Era el primer otoño después de la guerra. Las heridas estaban abiertas en una ciudad que había sido de las últimas en caer en poder del llamado bando nacional e intentaba recuperarse lentamente de los daños de las bombas, de las vidas perdidas y de una realidad que estaba marcada a diario por la escasez: faltaban los alimentos, faltaba la esperanza y sobraba el miedo en todas aquellas familias que habían sufrido en sus carnes el estigma de la derrota.
Aquella era una ciudad que cambiaba a diario, empujada por la corriente migratoria que empezó a notarse con fuerza unos meses después del final de la contienda, cuando fueron muchas las familias que tuvieron que dejar los pueblos para buscarse la vida en la capital. Los barrios obreros empezaron a poblarse de nuevos vecinos, la mayoría gente con pocos recursos económicos que tenía que encontrar acomodo en casa de otros familiares o como realquilados.

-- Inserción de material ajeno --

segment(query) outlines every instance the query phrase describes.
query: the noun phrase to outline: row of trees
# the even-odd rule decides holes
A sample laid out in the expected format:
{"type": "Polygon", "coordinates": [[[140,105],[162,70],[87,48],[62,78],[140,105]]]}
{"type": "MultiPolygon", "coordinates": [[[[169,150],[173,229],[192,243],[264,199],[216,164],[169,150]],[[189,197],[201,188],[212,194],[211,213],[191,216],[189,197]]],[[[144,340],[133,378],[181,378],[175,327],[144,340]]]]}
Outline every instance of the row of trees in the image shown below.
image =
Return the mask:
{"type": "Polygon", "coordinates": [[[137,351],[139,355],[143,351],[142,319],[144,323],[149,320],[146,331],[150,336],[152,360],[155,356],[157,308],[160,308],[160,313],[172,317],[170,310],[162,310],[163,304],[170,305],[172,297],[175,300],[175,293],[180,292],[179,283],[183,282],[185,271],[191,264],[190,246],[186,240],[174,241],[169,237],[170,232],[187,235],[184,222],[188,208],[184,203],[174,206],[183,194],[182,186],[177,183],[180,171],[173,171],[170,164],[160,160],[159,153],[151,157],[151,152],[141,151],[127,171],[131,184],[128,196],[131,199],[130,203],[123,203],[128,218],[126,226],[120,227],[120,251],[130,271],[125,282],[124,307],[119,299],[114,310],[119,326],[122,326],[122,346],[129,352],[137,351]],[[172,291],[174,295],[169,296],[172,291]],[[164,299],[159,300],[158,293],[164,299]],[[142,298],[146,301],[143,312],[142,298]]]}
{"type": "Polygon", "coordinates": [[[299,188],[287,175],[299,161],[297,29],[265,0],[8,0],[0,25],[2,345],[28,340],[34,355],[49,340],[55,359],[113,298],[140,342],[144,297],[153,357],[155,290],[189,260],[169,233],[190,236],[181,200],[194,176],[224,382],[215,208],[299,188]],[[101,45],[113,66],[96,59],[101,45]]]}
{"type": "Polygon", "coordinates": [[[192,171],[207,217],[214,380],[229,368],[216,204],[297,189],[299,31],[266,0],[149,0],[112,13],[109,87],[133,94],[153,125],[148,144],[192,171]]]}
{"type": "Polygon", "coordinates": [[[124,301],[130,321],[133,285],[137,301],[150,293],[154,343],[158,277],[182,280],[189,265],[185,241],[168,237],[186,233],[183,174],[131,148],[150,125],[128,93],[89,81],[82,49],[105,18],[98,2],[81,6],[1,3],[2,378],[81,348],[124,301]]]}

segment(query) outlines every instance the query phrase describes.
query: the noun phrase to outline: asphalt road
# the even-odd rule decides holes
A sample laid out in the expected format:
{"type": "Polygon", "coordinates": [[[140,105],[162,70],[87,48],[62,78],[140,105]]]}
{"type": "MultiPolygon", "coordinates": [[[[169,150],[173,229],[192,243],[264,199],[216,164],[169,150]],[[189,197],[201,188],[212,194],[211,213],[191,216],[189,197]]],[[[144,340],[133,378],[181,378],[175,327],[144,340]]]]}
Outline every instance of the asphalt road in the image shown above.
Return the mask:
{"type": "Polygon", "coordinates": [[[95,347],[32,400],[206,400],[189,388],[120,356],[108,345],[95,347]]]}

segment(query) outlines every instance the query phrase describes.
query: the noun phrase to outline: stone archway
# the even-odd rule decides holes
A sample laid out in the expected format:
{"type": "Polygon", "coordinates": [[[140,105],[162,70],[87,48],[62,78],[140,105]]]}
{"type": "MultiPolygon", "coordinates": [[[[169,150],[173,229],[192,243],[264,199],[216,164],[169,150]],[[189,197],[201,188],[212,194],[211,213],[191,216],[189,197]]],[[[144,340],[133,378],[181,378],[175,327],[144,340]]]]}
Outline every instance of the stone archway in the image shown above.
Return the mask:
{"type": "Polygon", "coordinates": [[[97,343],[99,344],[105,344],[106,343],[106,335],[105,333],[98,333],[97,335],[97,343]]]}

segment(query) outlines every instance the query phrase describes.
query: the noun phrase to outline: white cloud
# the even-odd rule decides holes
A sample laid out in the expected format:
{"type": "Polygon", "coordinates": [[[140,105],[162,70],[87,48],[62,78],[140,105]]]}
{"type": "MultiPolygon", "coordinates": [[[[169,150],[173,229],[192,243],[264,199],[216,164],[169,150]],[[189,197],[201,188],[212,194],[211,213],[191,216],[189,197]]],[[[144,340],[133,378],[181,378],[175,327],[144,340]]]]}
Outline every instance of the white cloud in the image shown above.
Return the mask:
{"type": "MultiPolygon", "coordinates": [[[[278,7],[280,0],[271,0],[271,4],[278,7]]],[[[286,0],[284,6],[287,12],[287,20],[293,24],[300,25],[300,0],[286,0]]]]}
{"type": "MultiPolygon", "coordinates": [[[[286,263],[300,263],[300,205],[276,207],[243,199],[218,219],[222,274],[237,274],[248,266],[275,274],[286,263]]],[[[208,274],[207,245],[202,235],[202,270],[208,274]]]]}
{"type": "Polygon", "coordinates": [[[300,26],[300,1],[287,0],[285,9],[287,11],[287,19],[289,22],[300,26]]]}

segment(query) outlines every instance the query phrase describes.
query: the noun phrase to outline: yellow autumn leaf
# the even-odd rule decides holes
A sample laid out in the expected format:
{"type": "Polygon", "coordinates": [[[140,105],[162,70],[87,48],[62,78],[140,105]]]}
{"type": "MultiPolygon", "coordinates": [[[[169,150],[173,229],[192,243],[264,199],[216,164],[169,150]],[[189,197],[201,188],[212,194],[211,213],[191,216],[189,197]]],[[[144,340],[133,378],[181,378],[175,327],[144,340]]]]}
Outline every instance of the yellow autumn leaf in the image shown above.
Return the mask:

Con ese panorama las autoridades acometieron la empresa de confeccionar el padrón municipal, imprescindible para reorganizar la ciudad y poner en marcha de nuevo toda la maquinaria recaudatoria. En septiembre de 1939 se fueron repartiendo las hojas correspondientes, casa por casa, para que los vecinos fueran rellenándolas y entregándolas en las oficinas municipales. El primer intento fue un fracaso y un mes después de iniciarse la campaña, el propio alcalde, Vicente Navarro Gay, tuvo que dictar un bando para informar a los almerienses que estaban obligados a empadronarse, que aquello no era un capricho.
La realidad es que existía un sentimiento de temor colectivo al padrón porque la sociedad seguía viviendo bajo el miedo. Las represalias estaban a la orden del día y en ese clima de desasosiego generalizado nadie se fiaba de nadie, mucho menos de dar los datos familiares con nombres, apellidos, fecha de nacimiento y dirección, por si estos pudieran ser utilizados en su contra.
En vista de la resistencia de la mayoría de los vecinos a suscribir las hojas para la formación del padrón de habitantes, lo que retrasaba el cumplimiento de las disposiciones vigentes, el propio alcalde cogió las riendas del asunto y concedió diez días de plazo para que los almerienses entregaran las referidas hojas, debidamente cumplimentadas. Como no podía disponer de una pareja de policías que fueran casa por casa obligando a rellenar el padrón, optó por utilizar el método de la amenaza, por lo que todo el que se negara a cumplir la orden y no entregara las hojas de empadronamiento, se les privaría del uso de las cartillas de racionamiento que eran indispensables para poder disponer de los artículos de primera necesidad.
Ante la posibilidad de que las familias pudieran quedarse sin su cartilla de racionamiento, la respuesta de la población fue inmediata, y seis meses después la ciudad de Almería ya tenía confeccionado su padrón de habitantes de 1940.
El padrón era clave también para poner en marcha de nuevo el operativo recaudatorio que pudiera aliviar las necesitadas arcas del municipio, en las que ya no moraban ni las arañas. En aquellos días se publicó otra orden por parte del ayuntamiento en la que se informaba a la vecindad que a todo aquél que tuviera algún recibo del agua pendiente se le cortaría inmediatamente el suministro. Además, se hizo una llamada a los propietarios de carritos de tres ruedas, de bicicletas e incluso de perros, para que abonaran el arbitrio correspondiente y obtuvieran su placa.
El del padrón no fue el único censo que puso en marcha el Ayuntamiento de Almería. En noviembre de 1941 empezó a confeccionar el llamado censo de racionamiento para controlar mejor las cartillas y evitar los fraudes y la picaresca que estaban a la orden del día.